O peso econômico do boom é inequívoco – e parrudo. O setor de óleo e gás representa 15% do Produto Interno Bruto da indústria no país, emprega cerca de 1,5 milhão de pessoas na cadeia de produção e desembolsou R$ 170 bilhões em tributos em 2021. Esses números, com a maior produção, vão inflar. Haja vista a previsão de investimentos. “Os novos aportes no setor devem somar US$ 180 bilhões até 2030”, diz Cardoso.
A Agência Nacional de Petróleo, Gás Natural e Biocombustíveis (ANP) calcula que a arrecadação com royalties e participações especiais – que têm como destino a União, além de estados e municípios nos quais há produção de petróleo – será de R$ 93 bilhões neste ano. Em 2026, o limite da projeção ANP, ela chegará a R$ 108,5 bilhões.
Geopolítica
Além disso, hoje, o Brasil é o nono maior produtor de petróleo do mundo. Até o fim desta década, deve ocupar a quinta posição nesse ranking. Para o pesquisador do FGV Energia, essa mudança de status tem um desdobramento geopolítico adicional.

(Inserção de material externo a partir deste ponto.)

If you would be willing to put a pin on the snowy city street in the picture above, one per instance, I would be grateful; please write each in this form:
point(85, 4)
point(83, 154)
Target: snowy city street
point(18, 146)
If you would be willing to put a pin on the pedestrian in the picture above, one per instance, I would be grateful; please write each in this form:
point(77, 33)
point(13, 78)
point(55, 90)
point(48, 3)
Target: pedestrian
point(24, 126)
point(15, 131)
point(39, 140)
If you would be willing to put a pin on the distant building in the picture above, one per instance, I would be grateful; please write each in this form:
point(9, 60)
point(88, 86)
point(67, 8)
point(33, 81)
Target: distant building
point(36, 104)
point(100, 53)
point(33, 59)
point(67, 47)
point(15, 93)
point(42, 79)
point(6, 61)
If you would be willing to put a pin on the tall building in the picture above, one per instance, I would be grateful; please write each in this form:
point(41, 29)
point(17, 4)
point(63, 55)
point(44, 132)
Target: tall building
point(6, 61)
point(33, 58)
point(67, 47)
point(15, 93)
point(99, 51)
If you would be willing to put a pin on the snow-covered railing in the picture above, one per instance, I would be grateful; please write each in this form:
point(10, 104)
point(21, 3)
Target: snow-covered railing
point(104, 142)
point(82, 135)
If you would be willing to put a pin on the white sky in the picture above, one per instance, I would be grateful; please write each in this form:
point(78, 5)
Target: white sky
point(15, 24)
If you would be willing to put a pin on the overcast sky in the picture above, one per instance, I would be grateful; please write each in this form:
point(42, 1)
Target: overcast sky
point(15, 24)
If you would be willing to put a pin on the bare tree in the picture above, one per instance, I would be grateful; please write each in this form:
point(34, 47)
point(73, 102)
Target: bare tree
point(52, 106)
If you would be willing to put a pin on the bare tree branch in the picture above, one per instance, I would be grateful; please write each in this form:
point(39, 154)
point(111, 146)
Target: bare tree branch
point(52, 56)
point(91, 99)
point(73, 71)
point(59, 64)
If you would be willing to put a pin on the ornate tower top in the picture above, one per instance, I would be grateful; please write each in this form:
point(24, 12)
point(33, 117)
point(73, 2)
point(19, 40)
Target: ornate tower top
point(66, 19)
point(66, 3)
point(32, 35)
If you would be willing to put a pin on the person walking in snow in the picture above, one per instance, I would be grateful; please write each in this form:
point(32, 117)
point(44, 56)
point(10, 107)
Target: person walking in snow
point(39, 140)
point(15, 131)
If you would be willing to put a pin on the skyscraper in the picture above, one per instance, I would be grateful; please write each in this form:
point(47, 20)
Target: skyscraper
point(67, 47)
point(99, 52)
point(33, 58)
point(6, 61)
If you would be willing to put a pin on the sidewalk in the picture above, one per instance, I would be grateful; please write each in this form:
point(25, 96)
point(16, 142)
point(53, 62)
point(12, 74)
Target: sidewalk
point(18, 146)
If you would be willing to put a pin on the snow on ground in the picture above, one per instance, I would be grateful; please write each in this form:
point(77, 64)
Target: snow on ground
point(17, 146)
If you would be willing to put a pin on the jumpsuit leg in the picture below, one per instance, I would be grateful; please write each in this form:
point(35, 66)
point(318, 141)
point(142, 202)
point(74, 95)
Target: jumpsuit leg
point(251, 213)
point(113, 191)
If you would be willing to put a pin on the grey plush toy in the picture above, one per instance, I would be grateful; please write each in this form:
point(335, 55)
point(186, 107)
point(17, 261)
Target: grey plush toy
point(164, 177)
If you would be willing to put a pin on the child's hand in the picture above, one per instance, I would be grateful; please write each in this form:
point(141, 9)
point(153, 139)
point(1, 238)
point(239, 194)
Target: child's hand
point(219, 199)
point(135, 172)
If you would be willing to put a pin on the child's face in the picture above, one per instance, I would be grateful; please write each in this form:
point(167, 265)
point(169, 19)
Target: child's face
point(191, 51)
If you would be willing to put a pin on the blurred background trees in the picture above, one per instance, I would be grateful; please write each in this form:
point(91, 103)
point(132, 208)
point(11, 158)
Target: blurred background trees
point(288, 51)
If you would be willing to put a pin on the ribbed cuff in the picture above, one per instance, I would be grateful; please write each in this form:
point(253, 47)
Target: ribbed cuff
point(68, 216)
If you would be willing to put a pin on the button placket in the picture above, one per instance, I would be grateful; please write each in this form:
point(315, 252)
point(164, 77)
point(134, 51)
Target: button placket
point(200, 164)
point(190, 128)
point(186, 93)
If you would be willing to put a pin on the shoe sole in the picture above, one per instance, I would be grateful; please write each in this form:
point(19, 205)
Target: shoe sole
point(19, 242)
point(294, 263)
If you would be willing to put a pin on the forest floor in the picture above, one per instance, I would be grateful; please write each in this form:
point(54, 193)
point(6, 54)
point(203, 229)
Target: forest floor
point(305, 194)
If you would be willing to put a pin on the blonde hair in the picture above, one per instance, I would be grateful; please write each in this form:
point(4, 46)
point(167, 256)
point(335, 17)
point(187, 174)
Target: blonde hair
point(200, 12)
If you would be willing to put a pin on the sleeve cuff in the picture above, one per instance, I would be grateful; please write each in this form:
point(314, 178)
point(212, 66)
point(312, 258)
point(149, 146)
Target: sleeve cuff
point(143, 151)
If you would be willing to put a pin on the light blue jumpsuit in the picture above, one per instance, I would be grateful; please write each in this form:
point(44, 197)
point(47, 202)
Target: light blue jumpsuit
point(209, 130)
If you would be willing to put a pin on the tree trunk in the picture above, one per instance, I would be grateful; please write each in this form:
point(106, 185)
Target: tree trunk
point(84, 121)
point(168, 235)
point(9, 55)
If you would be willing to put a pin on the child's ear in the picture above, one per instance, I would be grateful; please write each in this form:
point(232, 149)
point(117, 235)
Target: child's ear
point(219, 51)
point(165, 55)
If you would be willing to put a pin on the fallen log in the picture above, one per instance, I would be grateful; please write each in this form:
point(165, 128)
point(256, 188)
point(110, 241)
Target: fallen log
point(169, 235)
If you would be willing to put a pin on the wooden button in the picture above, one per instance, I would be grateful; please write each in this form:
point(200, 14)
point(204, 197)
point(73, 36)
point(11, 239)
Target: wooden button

“Atualmente, os principais polos de produção de óleo e gás do mundo estão cercados por um contexto muito complexo, como o Oriente Médio, a Rússia e alguns países africanos, que convivem com tensões sérias”, diz Cardoso, acrescentando que, não raro, esses problemas descambam para conflitos. “Já o Brasil terá um volume relevante de produção e será uma fonte mais confiável de fornecimento do produto sob esse ponto de vista.”
Sustentabilidade
Em relação à sustentabilidade, destaca Cardoso, há aspectos que também favorecem o país. Um deles é o fato de a intensidade de carbono resultante da produção de petróleo no Brasil ficar abaixo da média mundial. Em campos como os de Tupi e o já mencionado Búzios, os principais do país, ela é inferior a 10 quilos de CO2 por barril de petróleo equivalente. No Canadá, supera os 40 quilos.
Transição energética
Cardoso nota que parece contraditório falar em ampliar a exploração de petróleo em um mundo que precisa fazer a transição energética, na qual os hidrocarbonetos serão aposentados em benefício de fontes mais limpas de energia. Mas o pesquisador ressalta, contudo, que essa passagem não é tão simples assim – e muito menos tão imediata.

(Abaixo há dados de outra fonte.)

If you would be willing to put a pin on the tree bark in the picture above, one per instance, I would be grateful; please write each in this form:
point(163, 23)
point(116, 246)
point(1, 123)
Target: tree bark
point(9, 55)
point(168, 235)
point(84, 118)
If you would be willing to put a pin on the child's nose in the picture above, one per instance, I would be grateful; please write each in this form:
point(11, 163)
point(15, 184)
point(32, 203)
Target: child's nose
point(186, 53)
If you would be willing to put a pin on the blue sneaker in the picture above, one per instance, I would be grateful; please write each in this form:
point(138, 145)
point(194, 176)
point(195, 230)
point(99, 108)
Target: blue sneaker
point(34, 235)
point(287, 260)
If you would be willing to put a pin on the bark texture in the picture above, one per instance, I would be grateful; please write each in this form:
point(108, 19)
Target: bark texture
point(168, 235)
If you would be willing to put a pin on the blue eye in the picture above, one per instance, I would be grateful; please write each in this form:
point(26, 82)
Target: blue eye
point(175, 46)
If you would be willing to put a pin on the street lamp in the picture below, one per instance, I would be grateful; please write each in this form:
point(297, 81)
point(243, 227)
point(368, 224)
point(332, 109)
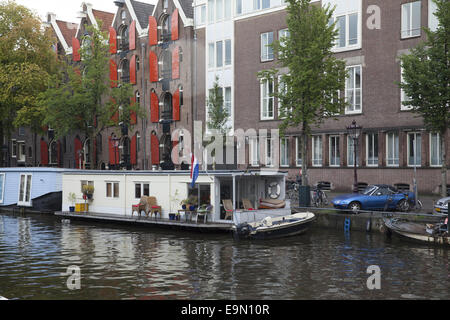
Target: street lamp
point(354, 131)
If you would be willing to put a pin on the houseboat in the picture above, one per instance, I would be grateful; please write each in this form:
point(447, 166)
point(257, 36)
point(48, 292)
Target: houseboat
point(31, 188)
point(224, 193)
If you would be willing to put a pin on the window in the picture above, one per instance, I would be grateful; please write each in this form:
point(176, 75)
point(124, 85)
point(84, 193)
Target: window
point(435, 150)
point(266, 99)
point(414, 149)
point(298, 151)
point(141, 189)
point(266, 50)
point(261, 4)
point(211, 55)
point(253, 151)
point(432, 19)
point(284, 152)
point(372, 149)
point(25, 190)
point(353, 89)
point(2, 186)
point(269, 152)
point(228, 52)
point(351, 152)
point(403, 95)
point(219, 54)
point(317, 151)
point(112, 189)
point(411, 19)
point(392, 151)
point(335, 156)
point(347, 26)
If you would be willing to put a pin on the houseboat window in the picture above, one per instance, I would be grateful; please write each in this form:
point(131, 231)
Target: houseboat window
point(84, 182)
point(141, 189)
point(25, 190)
point(202, 192)
point(2, 186)
point(112, 189)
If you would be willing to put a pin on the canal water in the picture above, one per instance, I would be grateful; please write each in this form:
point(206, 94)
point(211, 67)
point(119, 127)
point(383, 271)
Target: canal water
point(40, 257)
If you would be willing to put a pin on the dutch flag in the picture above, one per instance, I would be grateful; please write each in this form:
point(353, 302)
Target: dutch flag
point(194, 170)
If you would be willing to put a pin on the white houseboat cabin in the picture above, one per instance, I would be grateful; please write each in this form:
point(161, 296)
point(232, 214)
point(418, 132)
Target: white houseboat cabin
point(115, 192)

As projeções indicam que a demanda por petróleo vai cair, sim, mas isso pode levar décadas. A estimativa mais expansiva, feita pela Organização dos Países Exportadores de Petróleo (Opep), prevê que o pico do consumo do óleo – o pico e não o fim, note-se – ocorrerá nos anos 2040, com 109 milhões de barris diários. Hoje, o consumo está em cerca de 100 milhões a cada 24 horas.
2050 e além
Isso sob o ponto de vista dos produtores, que têm interesse evidente em manter o negócio em alta. Mas outras previsões feitas por órgãos como a Agência Internacional de Energia, com sede em Paris e ligada à OCDE, e por consultorias independentes não apontam horizontes muito mais próximos. Essas estimativas colocam o pico de consumo na década de 2030, mas com previsão de uma demanda ainda intensa até 2050.

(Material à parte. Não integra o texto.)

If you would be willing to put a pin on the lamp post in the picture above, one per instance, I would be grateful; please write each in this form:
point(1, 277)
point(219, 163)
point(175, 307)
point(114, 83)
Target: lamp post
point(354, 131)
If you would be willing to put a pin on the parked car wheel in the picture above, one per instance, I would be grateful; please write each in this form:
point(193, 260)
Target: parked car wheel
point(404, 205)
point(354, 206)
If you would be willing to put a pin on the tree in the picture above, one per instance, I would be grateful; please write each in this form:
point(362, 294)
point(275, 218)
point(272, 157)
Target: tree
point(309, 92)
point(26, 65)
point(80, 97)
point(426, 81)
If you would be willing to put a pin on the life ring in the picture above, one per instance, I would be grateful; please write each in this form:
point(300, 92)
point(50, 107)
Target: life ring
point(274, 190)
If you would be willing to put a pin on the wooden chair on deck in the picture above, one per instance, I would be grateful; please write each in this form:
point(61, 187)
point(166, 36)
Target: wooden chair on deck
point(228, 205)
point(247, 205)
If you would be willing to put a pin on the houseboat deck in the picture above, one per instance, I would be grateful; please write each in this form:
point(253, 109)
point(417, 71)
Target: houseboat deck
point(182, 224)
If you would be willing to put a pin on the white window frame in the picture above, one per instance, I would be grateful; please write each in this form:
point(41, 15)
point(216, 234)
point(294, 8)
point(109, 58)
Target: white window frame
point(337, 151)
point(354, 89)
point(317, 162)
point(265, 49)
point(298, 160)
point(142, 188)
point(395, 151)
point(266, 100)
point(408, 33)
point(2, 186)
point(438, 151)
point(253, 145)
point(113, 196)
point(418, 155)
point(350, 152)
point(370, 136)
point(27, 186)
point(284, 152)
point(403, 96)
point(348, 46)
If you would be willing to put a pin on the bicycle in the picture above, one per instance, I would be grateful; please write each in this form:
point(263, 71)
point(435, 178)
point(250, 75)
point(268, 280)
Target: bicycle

Além do mais, destaca o pesquisador do FGV Energia, o petróleo não move apenas veículos poluentes, cuja substituição está em curso em todo o mundo. Ele é crucial para setores que ainda não têm alternativa de matéria-prima, como o têxtil e o farmacêutico (alguns analgésicos e homeopáticos contêm benzeno, por exemplo, um derivado do petróleo). É por isso que muitos pesquisadores acreditam que os hidrocarbonetos não vão se despedir da indústria tão cedo, mas terão um uso mais nobre no futuro.
Margem no centro do debate
O boom do petróleo, porém, tem limites (como mostram o gráfico acima) e embute desafios. Mesmo porque a produção cresce de forma robusta até 2029. Depois, cai. A questão é o que acontece quando ela começar a descer a ladeira. Desde já, a tendência, apontam especialistas e integrantes de empresas ouvidos pelo Metrópoles, é que aumentem as pressões pela busca de novas fronteiras exploratórias.
Com isso, devem fiquem mais acaloradas, para dizer o mínimo, as discussões entre ambientalistas e integrantes da indústria sobre a exploração de óleo e gás na Margem Equatorial, entre os estados do Amapá e do Rio Grande do Norte, área que abarca a foz do Amazonas.